You are viewing a plain text version of this content. The canonical link for it is here.
Posted to user@flink.apache.org by Sergei Poganshev <s....@slice.com> on 2018/12/12 13:07:43 UTC
Flink 1.7 jobmanager tries to lookup taskmanager by its hostname in
k8s environment
When I to deploy Flink 1.7 job to Kubernetes, the job itself runs, but upon
visiting Flink UI I can see no metrics and there are WARN messages in
jobmanager's log:
[flink-metrics-14] WARN akka.remote.ReliableDeliverySupervisor
flink-metrics-akka.remote.default-remote-dispatcher-3 - Association with
remote system
[akka.tcp://flink-metrics@adhoc-historical-taskmanager-d4b65dfd4-h5nrx:44491]
has failed, address is now gated for [50] ms. Reason: [Association failed
with [akka.tcp://flink-metrics@adhoc-historical-taskmanager-d4b65dfd4-h5nrx:44491]]

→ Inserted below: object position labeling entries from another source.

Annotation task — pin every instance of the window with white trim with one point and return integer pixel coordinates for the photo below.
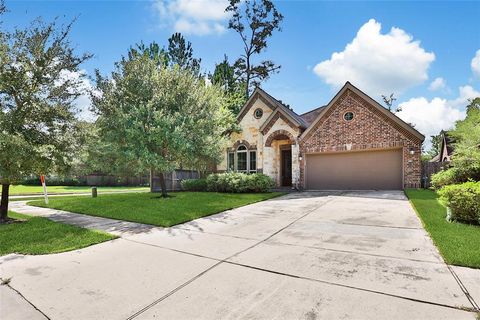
(242, 156)
(252, 162)
(242, 160)
(231, 161)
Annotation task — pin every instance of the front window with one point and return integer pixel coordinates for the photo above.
(231, 161)
(242, 160)
(253, 162)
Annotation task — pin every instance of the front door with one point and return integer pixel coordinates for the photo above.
(286, 171)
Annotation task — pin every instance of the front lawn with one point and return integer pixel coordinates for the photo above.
(150, 208)
(458, 243)
(17, 190)
(39, 235)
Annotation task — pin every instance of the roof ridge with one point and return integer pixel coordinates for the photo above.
(302, 114)
(286, 108)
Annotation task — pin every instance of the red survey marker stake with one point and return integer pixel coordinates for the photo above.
(44, 185)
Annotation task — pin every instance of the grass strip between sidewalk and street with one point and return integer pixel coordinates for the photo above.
(151, 208)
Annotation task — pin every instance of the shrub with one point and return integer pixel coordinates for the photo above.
(443, 178)
(463, 201)
(194, 185)
(239, 182)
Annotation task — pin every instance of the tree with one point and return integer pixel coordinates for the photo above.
(180, 53)
(436, 143)
(152, 51)
(224, 77)
(254, 21)
(466, 155)
(389, 103)
(152, 118)
(40, 79)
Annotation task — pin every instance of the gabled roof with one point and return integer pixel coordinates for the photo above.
(348, 86)
(273, 104)
(311, 115)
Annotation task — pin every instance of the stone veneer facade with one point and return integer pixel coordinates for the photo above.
(370, 130)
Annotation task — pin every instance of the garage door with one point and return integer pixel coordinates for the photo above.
(373, 170)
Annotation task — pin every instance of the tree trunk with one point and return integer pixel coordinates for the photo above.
(151, 179)
(161, 176)
(4, 203)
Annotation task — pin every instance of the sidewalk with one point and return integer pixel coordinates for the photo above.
(112, 226)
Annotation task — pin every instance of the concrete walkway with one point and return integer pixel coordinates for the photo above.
(302, 256)
(115, 227)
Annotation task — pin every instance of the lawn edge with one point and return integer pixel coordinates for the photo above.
(277, 194)
(433, 238)
(101, 232)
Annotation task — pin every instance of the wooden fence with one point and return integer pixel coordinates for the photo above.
(173, 180)
(429, 168)
(106, 180)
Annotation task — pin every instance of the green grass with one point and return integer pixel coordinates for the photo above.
(39, 235)
(150, 208)
(458, 243)
(17, 190)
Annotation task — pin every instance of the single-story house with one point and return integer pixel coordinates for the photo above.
(351, 143)
(446, 148)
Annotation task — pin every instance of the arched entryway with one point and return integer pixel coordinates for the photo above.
(283, 151)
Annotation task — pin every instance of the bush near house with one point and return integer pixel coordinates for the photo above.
(194, 185)
(239, 182)
(444, 178)
(463, 201)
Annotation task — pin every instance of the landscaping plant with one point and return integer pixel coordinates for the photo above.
(239, 182)
(194, 185)
(463, 200)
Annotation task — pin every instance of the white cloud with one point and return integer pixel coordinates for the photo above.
(430, 117)
(199, 17)
(378, 63)
(437, 84)
(476, 64)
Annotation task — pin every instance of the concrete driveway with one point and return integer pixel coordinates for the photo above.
(308, 255)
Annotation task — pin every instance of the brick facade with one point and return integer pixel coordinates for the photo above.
(369, 130)
(372, 128)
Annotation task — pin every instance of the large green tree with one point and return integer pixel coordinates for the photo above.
(254, 21)
(153, 118)
(180, 53)
(466, 156)
(224, 77)
(40, 78)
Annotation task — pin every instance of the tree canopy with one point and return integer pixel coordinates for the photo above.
(254, 21)
(224, 77)
(40, 79)
(155, 118)
(466, 156)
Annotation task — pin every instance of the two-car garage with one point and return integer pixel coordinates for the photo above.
(365, 170)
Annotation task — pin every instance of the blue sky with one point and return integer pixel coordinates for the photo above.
(431, 40)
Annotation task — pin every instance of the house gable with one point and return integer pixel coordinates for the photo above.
(375, 108)
(369, 129)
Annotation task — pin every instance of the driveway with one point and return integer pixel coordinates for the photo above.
(311, 255)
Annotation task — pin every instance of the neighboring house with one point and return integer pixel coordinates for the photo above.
(351, 143)
(445, 149)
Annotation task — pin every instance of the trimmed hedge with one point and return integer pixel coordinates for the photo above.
(239, 182)
(443, 178)
(463, 201)
(194, 185)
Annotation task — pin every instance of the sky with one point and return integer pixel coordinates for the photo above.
(426, 53)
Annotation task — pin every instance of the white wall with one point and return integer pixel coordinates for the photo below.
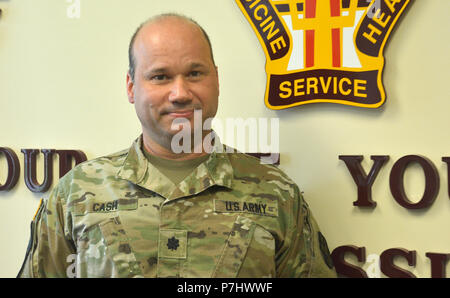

Caused by: [adhoc-historical-taskmanager-d4b65dfd4-h5nrx: Name or service
not known]
Note: adhoc-historical-taskmanager-d4b65dfd4-h5nrx is a hostname of a pod
on which taskmanager is running.
So, jobmanager tries to resolve taskmanager's hostname (which probably got
to it from taskmanager itself) on a random port. How can this be mitigated?
Re: Flink 1.7 jobmanager tries to lookup taskmanager by its hostname
in k8s environment
Posted by Chesnay Schepler <ch...@apache.org>.
This is a known issue, see
https://issues.apache.org/jira/browse/FLINK-11127.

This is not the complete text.